Lin9 heterozygosity leads to a weakened spindle checkpoint and contributes to tumorigenicity in a model of non-small-cell lung cancer. (A) Lin9^fl/+ CreER^T2 MEFs were treated with 4-OHT or untreated. At the indicated times after treatment the percentage of binuclear cells was determined. (B) Growth of 4-OHT-treated and untreated Lin9^fl/+ CreER^T2 MEFs was analyzed. (C) Gene expression in Lin9^fl/+ CreER^T2 MEFs was analyzed by qPCR. Data show expression in 4-OHT-treated cells relative to untreated cells. (D) Mitotic index of untreated and 4-OHT-treated Lin9^fl/+ CreER^T2 MEFs following treatment with nocodazole for the indicated time periods.
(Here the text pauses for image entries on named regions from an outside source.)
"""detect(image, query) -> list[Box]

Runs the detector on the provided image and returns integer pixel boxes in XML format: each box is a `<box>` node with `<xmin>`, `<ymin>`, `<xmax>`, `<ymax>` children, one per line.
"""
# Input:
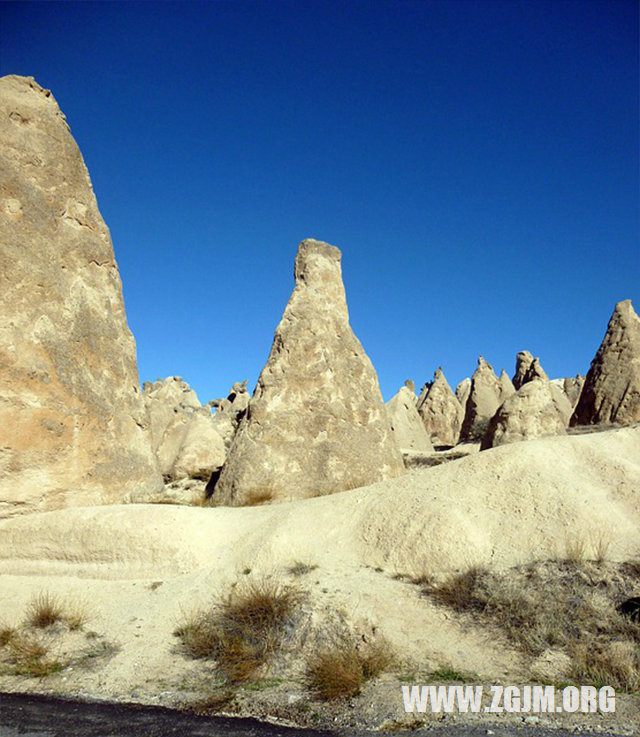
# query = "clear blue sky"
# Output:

The experiment was repeated several times. One representative experiment is shown. (E) Lin9 heterozygosity results in growth in soft agar. Lin9^fl/+ CreER^T2 MEFs were immortalized with SV40(LT) or (LTΔ89-96). After treatment with 4-OHT to delete Lin9, cells formed colonies in soft agar. (Right) Number of colonies in 4-OHT-treated and untreated samples. (F) Reduced survival of Lin9 heterozygous mice in a model of small cell lung cancer. The Kaplan-Meier plot shows survival of Lin9^+/+ BXB-Raf and Lin9^+/− BXB-Raf mice. P values were calculated using the log-rank test. (G and H) Quantification of tumor area (G) and tumor incidence (H) in SP-C Lin9^+/+ BXB-Raf and Lin9^+/− BXB-Raf lungs from 4- to 5-month-old animals. Medians are indicated by the horizontal lines. P values were calculated using Student's t test. (I) H&E staining of lung sections from Lin9^+/+ BXB-Raf and Lin9^+/− BXB-Raf mice.